00:14:55.540 | What can it do? So on the left you see the model being able to do a few pick and place tasks in the
00:15:01.060 | kitchen. On the right top you can see with enough training the model can be taught how to be romantic
00:15:07.140 | as well. You don't see all the fallen champagne glasses and fallen flowers which went behind capturing
00:15:14.180 | this perfect snap. And then the bottom right is two robot friends trying to get to an industrial task,
00:15:21.940 | like a pick and place task again. But these are not the only tasks that these humanoids or robots
00:15:28.420 | can be doing. They can be extended to any task, any environment. And that's why we have a foundation
00:15:35.780 | model. A generalist foundation model which can be expanded to any downstream task.
00:15:42.500 | So this is going to be my conclusion. There are three core principles that we spoke about today. And
00:15:50.500 | each of these is very hefty by itself. But primarily the data pyramid. Annika spoke about this. In case of
00:15:58.980 | LLMs or text data or text models, you have the whole internet which you can be scraping to generate data.
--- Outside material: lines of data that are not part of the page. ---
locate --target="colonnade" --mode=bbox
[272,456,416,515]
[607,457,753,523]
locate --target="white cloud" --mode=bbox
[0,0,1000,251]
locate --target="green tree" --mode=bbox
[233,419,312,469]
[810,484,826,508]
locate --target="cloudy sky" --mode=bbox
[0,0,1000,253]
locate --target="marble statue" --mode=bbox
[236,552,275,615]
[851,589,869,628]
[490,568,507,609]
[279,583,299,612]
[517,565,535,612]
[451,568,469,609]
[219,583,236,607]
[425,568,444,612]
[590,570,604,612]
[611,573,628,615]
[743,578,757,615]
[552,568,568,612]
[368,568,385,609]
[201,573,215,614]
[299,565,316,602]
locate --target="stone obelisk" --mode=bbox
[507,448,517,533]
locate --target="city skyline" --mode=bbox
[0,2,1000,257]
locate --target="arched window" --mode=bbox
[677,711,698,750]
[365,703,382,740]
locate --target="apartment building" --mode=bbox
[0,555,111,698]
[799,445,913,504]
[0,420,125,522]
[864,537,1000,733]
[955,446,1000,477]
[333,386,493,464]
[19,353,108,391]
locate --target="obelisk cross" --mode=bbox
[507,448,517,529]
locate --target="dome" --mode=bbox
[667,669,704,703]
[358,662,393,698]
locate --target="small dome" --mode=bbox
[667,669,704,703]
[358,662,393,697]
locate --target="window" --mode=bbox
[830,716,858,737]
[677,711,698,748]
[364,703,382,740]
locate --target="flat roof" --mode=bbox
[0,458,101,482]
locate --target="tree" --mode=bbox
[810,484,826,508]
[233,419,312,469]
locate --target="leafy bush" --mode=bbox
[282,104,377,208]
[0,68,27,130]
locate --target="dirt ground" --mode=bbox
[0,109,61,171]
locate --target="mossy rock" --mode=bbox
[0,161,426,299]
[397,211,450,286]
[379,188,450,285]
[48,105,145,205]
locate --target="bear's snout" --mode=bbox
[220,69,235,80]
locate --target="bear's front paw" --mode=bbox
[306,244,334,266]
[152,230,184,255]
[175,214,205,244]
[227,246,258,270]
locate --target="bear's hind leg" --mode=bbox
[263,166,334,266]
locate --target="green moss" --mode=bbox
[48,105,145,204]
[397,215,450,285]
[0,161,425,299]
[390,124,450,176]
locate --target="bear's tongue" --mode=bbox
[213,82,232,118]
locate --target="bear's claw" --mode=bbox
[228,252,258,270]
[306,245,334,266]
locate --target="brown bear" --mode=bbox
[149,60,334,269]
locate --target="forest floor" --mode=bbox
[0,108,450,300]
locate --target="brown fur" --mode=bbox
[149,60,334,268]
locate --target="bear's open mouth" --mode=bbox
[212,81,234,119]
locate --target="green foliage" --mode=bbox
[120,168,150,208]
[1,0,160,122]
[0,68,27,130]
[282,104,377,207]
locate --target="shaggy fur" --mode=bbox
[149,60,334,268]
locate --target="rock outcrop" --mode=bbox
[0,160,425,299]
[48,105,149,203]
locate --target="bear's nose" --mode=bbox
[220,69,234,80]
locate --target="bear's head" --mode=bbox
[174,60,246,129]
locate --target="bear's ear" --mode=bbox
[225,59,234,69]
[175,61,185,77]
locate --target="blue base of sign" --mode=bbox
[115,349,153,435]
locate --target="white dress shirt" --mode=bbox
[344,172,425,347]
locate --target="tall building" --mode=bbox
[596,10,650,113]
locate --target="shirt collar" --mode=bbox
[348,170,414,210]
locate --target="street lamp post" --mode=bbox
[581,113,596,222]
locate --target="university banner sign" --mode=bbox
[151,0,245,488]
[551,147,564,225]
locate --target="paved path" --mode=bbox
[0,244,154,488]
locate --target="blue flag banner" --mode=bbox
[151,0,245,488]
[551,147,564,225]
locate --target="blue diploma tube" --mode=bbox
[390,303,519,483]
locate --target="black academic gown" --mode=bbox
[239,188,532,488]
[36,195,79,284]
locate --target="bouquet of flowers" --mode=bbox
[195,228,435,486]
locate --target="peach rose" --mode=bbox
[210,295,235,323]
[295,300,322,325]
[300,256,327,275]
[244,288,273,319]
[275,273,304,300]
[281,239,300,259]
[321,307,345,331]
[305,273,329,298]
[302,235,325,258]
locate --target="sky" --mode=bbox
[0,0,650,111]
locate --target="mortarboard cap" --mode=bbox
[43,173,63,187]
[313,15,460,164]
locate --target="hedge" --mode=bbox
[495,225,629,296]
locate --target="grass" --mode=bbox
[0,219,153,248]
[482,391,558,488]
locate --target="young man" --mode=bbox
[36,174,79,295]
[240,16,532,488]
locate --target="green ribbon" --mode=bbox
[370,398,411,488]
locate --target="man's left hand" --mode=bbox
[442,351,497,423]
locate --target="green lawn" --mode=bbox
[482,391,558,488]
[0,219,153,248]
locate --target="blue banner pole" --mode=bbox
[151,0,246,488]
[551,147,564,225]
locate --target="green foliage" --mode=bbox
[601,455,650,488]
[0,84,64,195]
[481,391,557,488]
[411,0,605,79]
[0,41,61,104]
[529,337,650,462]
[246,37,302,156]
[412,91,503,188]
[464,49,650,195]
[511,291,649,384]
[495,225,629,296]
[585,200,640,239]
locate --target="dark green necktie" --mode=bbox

But
00:16:06.900 | there's no such internet scale data for actions. So that is one of the key challenges that you need to
00:16:12.340 | address either via simulation or by imitation learning, generating expert data, tele-operation, all sorts of
00:16:18.980 | things. The next thing is the dual system architecture. Previously what used to happen was each of these
00:16:26.260 | components was trained independently. And that resulted in some kind of disagreement between the two systems.
00:16:33.300 | The Groot N1 introduces this coherent architecture where both the system one and system two are being
00:16:41.060 | co-trained. And that kind of helps to optimize the whole stack instead of individually trying to train the pieces.
00:16:50.020 | And then the third piece and the final piece is the generalist model. So in case of the generalist model,
00:16:57.140 | you are able to leverage foundation knowledge from the model and extend it to different embodiments,
00:17:04.500 | different tasks. You can think of it like how you have, in case of large language models, you have a base
00:17:10.660 | foundation Lama 2.7TB model or there's Lama 4 now or Lama 3. I don't know which is the latest, but you can
00:17:18.340 | extend it to any, you can fine tune it to any task or like domain adapted. Similarly, you have the Groot N1
00:17:25.540 | model which can be adapted to any embodiment and any downstream task. Thank you so much for attending our
00:17:31.620 | talk today. We're really happy you were here. Please let us know if you have questions. We'll be outside hanging out.
00:17:38.420 | Thank you so much. We appreciate it.